Breton Autonomist Party

The Breton Autonomist Party (French: Parti Autonomiste Breton or PAB, Breton: Strollad Emrenerien Vreiz) was a political party which existed in Brittany from 1927 to 1931.

OriginEdit

The party was created at the first congress of the nationalist journal Breiz Atao in Rosporden on September 1927. It followed from establishment of the Unvaniez Yaouankiz Vreiz (UYV: Union of Breton Youth). The steering committee comprised Olier Mordrel, Morvan Marchal and Maurice Duhamel. At Quimper, following the congress, representatives of Brittany, Alsace-Lorraine and Corsica signed the founding charter of Central Committee of the National Minorities of France. The guests were the Alsatian separatists, Paul Schall and Hermann Bickler, the Corsican separatist Petru Rocca, the Flemish Franz Wielders, and, more discreetly, Hans-Otto Wagner, the German representative who established links between the Breton movement and the Abwehr.

FederalismEdit

Maurice Duhamel became editor of Breiz Atao and attempted to steer the party to establish links to wider French politics, particularly with the French left. Having more political experience than the other leaders, he guided the PAB to a broadly leftist and federalist position with the intention to forge an alliance with the French Communist Party, which, under the leadership of Marcel Cachin, supported the struggles of national minorities in France up until 1932.
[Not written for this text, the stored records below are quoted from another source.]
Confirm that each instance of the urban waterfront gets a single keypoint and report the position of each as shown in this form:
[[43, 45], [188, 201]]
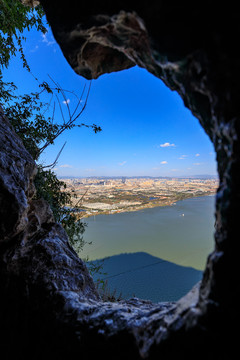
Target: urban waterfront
[[181, 233]]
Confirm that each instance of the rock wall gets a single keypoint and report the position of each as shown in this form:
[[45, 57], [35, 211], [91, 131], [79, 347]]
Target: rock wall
[[49, 303]]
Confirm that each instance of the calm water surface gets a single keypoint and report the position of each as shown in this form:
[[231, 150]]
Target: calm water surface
[[181, 233]]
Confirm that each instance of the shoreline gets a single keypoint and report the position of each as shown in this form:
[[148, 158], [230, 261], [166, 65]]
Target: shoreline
[[143, 206]]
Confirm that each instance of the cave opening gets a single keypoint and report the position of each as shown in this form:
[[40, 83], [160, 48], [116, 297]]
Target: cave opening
[[70, 307], [152, 155]]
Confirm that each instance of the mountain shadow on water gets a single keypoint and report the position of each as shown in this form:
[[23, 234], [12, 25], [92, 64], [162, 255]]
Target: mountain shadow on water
[[147, 277]]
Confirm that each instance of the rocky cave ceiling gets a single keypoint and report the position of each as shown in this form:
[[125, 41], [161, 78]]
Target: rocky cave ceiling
[[192, 47]]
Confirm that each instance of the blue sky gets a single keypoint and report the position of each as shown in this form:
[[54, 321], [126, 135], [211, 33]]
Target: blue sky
[[146, 128]]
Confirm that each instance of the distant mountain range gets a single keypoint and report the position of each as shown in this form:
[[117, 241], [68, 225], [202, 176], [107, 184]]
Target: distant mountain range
[[142, 177], [147, 277]]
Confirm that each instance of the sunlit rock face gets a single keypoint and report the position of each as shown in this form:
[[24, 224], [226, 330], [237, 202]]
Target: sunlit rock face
[[49, 302]]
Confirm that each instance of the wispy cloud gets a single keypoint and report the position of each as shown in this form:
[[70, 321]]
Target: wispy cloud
[[90, 170], [45, 39], [167, 144], [182, 157], [66, 166], [34, 49], [122, 163]]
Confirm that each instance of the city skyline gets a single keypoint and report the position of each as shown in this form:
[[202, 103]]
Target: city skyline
[[147, 131]]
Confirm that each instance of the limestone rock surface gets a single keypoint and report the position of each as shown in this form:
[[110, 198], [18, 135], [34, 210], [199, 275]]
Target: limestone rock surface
[[49, 303]]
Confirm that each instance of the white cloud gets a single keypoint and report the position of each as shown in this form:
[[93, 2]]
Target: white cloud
[[66, 166], [167, 145], [122, 163], [35, 48]]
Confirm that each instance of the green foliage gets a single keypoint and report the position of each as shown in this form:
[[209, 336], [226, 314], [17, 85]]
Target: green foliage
[[29, 116], [14, 19]]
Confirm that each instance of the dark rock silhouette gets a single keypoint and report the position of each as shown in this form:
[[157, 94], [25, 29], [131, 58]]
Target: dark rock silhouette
[[49, 306]]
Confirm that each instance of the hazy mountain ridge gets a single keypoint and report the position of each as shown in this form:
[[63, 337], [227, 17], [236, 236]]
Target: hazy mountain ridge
[[147, 277]]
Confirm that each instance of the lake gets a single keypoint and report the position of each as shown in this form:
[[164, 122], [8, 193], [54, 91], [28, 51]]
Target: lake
[[181, 233]]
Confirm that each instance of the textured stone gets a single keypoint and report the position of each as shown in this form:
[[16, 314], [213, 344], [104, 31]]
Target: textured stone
[[58, 311]]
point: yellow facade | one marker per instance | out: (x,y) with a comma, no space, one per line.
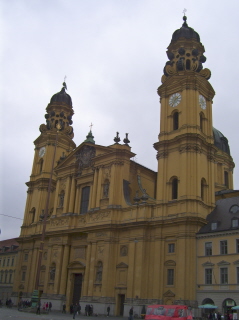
(118,233)
(8,263)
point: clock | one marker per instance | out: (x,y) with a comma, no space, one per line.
(202,102)
(175,99)
(42,152)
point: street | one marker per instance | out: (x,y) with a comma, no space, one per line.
(6,313)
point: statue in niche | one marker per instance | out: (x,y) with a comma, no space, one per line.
(99,270)
(61,199)
(106,190)
(123,251)
(52,274)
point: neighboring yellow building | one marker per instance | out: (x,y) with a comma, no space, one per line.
(8,263)
(117,233)
(218,255)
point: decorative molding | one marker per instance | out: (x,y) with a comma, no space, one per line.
(98,216)
(169,293)
(58,222)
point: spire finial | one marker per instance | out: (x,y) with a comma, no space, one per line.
(64,83)
(185,18)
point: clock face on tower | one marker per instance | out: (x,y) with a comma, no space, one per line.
(175,99)
(202,102)
(42,152)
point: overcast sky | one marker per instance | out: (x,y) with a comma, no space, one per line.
(113,53)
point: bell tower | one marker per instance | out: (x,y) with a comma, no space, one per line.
(185,150)
(54,142)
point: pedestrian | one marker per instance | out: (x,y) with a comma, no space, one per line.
(64,308)
(75,309)
(39,308)
(131,312)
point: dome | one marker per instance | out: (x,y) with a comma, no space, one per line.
(185,32)
(220,141)
(62,97)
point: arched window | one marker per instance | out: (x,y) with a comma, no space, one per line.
(33,212)
(203,185)
(175,120)
(202,121)
(174,188)
(99,270)
(52,272)
(188,63)
(226,180)
(106,187)
(61,199)
(40,165)
(85,196)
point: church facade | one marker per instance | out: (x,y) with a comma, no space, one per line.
(116,233)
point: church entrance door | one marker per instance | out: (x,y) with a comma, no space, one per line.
(121,298)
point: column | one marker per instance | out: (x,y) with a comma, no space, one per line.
(64,270)
(72,195)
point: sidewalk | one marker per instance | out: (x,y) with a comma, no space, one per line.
(14,314)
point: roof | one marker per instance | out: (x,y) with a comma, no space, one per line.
(225,211)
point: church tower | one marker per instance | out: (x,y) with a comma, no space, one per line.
(186,150)
(55,138)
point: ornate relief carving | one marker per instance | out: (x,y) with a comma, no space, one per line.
(82,219)
(58,222)
(163,154)
(55,239)
(123,251)
(101,234)
(190,148)
(169,293)
(99,216)
(63,184)
(55,253)
(84,157)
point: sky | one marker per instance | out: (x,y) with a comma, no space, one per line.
(112,53)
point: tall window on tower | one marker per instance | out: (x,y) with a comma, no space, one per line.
(226,180)
(175,120)
(174,188)
(85,196)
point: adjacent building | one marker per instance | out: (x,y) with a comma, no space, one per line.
(8,263)
(115,232)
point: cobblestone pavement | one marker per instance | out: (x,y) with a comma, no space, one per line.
(14,314)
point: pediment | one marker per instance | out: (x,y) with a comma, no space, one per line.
(208,264)
(169,293)
(76,264)
(81,157)
(223,263)
(122,265)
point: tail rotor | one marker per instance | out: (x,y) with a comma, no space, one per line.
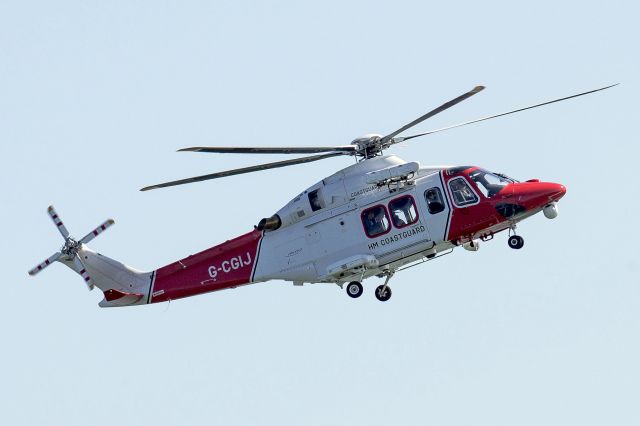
(69,251)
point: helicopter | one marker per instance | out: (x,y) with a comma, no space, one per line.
(374,218)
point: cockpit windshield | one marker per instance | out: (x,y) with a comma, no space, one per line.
(489,183)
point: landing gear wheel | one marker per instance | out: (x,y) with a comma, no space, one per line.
(516,242)
(354,289)
(383,294)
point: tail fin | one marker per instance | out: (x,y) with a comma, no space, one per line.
(120,284)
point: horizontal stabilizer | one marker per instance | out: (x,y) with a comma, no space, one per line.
(114,297)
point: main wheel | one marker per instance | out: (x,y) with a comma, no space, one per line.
(354,289)
(516,242)
(383,294)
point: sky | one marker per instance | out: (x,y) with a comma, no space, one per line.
(95,98)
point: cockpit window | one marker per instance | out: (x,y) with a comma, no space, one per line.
(488,183)
(462,193)
(315,201)
(403,211)
(435,203)
(375,221)
(456,170)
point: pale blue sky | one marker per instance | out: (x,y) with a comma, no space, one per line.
(95,97)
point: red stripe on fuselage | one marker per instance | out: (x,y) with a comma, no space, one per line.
(226,265)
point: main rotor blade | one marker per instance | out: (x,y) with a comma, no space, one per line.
(501,114)
(271,150)
(46,263)
(430,114)
(244,170)
(58,222)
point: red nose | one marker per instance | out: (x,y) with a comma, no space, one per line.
(556,191)
(538,194)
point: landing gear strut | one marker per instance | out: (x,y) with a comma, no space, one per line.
(354,289)
(383,292)
(516,242)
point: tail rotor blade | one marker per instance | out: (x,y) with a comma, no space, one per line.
(46,263)
(58,222)
(82,271)
(99,230)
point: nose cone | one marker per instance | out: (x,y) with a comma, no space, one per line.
(556,191)
(538,194)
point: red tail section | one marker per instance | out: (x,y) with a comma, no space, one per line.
(226,265)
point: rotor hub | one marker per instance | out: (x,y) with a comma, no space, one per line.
(368,145)
(70,247)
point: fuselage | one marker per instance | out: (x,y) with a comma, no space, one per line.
(355,224)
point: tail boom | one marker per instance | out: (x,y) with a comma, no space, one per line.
(227,265)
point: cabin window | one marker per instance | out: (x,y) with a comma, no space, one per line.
(461,192)
(435,202)
(315,201)
(375,221)
(403,211)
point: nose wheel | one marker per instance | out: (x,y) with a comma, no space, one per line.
(354,289)
(515,242)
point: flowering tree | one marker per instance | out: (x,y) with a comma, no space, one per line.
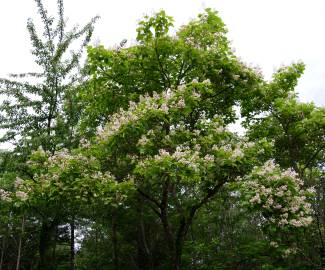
(177,162)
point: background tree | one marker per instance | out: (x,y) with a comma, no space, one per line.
(34,113)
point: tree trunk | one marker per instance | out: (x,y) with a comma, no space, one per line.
(45,244)
(72,251)
(20,243)
(3,246)
(114,241)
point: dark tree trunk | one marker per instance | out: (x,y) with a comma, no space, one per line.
(72,239)
(45,245)
(20,243)
(3,246)
(114,241)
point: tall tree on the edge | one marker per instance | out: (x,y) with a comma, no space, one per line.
(34,115)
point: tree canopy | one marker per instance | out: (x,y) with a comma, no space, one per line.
(135,166)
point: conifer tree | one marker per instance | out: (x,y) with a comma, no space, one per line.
(32,112)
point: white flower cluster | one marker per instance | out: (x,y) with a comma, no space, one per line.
(280,194)
(5,195)
(21,195)
(170,99)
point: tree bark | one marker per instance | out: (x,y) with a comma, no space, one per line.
(72,243)
(114,241)
(46,259)
(3,246)
(20,243)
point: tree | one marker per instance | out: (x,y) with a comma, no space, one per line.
(35,113)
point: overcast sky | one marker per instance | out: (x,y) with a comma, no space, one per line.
(267,33)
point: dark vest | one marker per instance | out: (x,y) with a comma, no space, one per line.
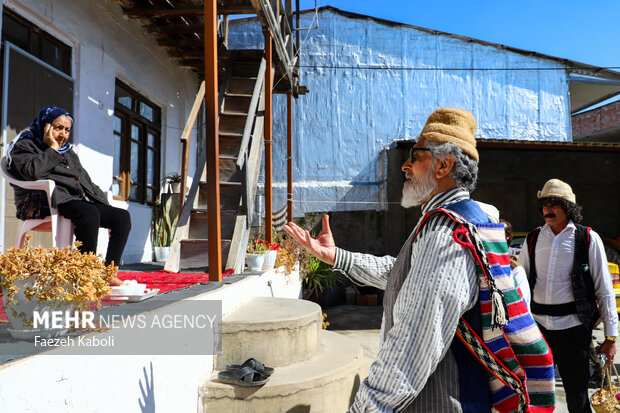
(581,279)
(473,392)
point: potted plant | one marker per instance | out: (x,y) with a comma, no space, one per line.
(255,254)
(318,277)
(173,180)
(270,256)
(42,279)
(164,222)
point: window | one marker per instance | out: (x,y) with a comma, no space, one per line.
(35,41)
(137,131)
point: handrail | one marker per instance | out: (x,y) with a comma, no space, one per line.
(185,137)
(182,230)
(249,121)
(278,23)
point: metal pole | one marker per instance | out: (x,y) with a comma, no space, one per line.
(298,26)
(212,147)
(268,138)
(289,156)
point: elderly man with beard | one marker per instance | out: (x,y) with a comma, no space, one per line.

In August 1928, at the second party congress, in Châteaulin, a statement was drafted which proclaimed that Brittany has all "the characteristics of a nationality to meet the modern definitions", and that the Breton people should have "the right to self-determination".
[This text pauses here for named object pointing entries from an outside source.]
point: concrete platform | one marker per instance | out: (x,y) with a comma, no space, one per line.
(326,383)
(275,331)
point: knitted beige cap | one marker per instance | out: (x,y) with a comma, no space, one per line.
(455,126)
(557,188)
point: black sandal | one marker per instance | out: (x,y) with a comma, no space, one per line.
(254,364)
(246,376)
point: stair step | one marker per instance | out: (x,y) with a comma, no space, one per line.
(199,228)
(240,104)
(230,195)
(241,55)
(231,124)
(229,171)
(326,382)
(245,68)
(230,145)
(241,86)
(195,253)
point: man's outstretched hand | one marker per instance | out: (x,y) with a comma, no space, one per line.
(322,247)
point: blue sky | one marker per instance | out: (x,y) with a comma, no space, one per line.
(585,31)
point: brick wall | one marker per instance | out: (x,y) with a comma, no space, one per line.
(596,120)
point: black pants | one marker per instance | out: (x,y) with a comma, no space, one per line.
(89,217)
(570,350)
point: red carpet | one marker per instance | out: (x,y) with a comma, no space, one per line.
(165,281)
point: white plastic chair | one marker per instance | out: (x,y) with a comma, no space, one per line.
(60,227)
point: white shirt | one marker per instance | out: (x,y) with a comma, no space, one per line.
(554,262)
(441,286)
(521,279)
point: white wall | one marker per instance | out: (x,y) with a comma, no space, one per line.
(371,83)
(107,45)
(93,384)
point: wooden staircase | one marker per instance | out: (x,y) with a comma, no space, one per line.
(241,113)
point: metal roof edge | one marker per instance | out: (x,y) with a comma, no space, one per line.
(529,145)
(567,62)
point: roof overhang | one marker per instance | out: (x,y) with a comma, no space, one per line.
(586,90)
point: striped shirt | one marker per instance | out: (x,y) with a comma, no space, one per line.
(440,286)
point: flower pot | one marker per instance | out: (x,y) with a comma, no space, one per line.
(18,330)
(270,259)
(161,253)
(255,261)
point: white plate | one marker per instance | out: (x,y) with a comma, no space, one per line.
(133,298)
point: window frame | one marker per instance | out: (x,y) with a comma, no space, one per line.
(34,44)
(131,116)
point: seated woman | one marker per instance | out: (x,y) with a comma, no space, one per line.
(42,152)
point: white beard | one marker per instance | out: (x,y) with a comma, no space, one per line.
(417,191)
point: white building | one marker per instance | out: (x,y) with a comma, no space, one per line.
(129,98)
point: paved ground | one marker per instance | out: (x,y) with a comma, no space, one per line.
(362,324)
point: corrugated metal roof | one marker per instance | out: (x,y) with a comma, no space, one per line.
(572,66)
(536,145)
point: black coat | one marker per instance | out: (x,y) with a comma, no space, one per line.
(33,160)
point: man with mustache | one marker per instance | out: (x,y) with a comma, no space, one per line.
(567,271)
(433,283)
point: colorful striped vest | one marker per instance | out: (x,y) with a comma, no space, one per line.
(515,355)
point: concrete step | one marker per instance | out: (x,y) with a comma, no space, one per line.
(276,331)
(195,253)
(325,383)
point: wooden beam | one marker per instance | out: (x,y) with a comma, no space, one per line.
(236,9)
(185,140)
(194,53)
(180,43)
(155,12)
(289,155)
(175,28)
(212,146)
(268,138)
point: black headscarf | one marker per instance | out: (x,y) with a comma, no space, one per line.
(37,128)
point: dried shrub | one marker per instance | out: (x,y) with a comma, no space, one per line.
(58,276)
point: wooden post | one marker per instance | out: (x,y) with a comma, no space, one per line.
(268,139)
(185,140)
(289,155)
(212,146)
In 1929 Duhamel wrote the PAB's manifesto, The Question of Brittany in its European Framework.

Electoral failuresEdit

At elections in 1930, Goulven Mazéas was put forward by the PAB as a candidate in the Guingamp constituency, but he only secured 376 votes. Their candidate in Rennes received 81 votes out of 16084. The PAB's complete failure to gain electoral success in addition the cost of the campaigns had ruined its finances. Moreover, it was unable to compete with the Catholic regionalist party Adsao. François Debeauvais proposed the creation of a weekly newspaper entitled Le Peuple Breton to improve the party's public profile, but it could not be published for lack of funding.
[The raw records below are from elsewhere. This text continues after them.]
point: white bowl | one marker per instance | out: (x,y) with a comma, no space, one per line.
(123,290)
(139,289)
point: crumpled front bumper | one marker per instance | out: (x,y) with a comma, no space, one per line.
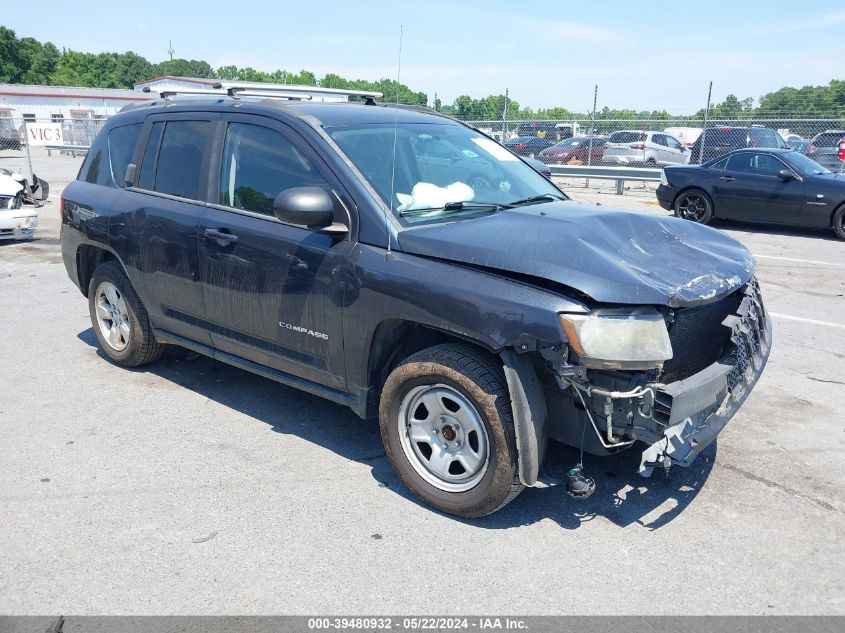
(696,409)
(17,224)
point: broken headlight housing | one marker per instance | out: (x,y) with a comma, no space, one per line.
(618,338)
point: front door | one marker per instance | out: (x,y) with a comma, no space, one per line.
(750,189)
(162,211)
(273,291)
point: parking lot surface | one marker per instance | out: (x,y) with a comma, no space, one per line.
(190,487)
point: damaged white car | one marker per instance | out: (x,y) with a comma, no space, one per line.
(16,222)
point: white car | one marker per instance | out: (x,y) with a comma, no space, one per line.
(16,223)
(636,147)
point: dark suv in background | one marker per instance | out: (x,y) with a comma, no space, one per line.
(477,312)
(721,140)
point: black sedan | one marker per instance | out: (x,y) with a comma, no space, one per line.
(527,145)
(775,186)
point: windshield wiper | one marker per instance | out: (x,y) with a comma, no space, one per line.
(546,197)
(454,207)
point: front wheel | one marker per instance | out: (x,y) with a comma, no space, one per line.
(447,428)
(119,318)
(694,205)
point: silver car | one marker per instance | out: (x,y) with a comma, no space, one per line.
(636,147)
(824,149)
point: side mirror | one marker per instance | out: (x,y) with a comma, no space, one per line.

Dissolution of the partyEdit

The two election failures, and the financial crisis crystallized the party's internal quarrels. A final attempt at conciliation took place at the annual party Congress April 11, 1931. It was a failure, and the party broke up under the differences. It split between the federalists on the one hand and nationalists on the other. At the same congress, it was decided to relinquish the newspaper Breiz Atao. The federalists (Morvan Marchal, Yann-Morvan Gefflot, Goulven Mazéas, René-Yves Creston, Le Men, Abeozen) went on to create the Breton Federalist League whose new journal was Federal Brittany.

Breiz Atao was briefly replaced by the journal War Zao, run by the nationalist faction in Trégor, Goëlo and Haute-Cornouaille, which called for a return to nationalism without excluding separatism. The nationalists went on to create the Breton National Party at the Congress of Guingamp in August 1931, reviving Breiz Atao as their party's paper.